In an apparent conciliation, a Soviet military official has promised not to seize the Lithuanian parliament building and nationalist officials agreed to hold a referendum on independence.

But Friday, some parliament members and officials claimed that Soviet troops have stopped people at random and rounded up Lithuanian youths for military service. An account that someone was crushed to death under an army vehicle could not be immediately confirmed.Vergilius Cepaitis, head of the separatist Sajudis group in the Lithuanian parliament, announced Thursday that a "poll" of registered voters would be taken on the statement: "The state of Lithuania is an independent, democratic republic."

"You can call it a kind of compromise with Moscow," he said.

Kremlin officials have long demanded that the Baltic republic of 3.7 million people hold a referendum on secession. Lithuanian authorities had refused.

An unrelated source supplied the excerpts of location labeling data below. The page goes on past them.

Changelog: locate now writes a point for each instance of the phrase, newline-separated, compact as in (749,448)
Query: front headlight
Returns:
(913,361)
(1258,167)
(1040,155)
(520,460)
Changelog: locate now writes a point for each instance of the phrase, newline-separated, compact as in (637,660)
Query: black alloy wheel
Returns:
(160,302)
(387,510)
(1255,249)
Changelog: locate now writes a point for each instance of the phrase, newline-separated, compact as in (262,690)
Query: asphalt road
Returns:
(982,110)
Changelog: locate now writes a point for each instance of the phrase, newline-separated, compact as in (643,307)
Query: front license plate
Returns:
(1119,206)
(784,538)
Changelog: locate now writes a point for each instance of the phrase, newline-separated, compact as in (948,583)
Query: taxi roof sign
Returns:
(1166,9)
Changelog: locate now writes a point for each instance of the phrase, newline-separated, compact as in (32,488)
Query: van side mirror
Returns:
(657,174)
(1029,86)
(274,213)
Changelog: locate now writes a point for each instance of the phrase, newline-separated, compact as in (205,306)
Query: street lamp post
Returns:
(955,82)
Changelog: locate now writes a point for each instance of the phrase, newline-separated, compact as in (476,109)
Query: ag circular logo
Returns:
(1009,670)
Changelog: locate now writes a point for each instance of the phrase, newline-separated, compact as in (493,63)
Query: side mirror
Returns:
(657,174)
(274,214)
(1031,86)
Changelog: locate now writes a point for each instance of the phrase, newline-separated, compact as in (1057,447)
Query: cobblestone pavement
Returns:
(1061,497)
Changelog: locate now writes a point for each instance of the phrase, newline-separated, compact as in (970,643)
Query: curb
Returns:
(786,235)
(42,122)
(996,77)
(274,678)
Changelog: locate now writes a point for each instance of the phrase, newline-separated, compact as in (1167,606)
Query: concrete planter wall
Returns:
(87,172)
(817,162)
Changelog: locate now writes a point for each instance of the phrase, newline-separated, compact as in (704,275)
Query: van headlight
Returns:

There was no immediate clarification of when the vote would take place or whether it would be binding.

In Vilnius on Thursday, Maj. Gen. Yuri Nauman said Soviet troops would not try to surmount barricades erected around the Lithuanian parliament. The blockades were put up after Soviet soldiers stormed the republic's broadcasting center early Sunday, killing 14 people and injuring 230.

"Such an action will not be taken. It's simply not needed by the military," said Nauman, a representative of the Soviet Defense Ministry.

Hundreds of nationalists continued to guard the parliament Friday. Many slept on couches or in sleeping bags during the day. Their scanty arms included hunting rifles and shotguns, some of which looked 50 years old.

President Mikhail S. Gorbachev ordered troops to the Baltics last week because of growing defiance of the Soviet military draft. Lithuania, annexed by the Soviet Union at the start of World War II, declared independence in March.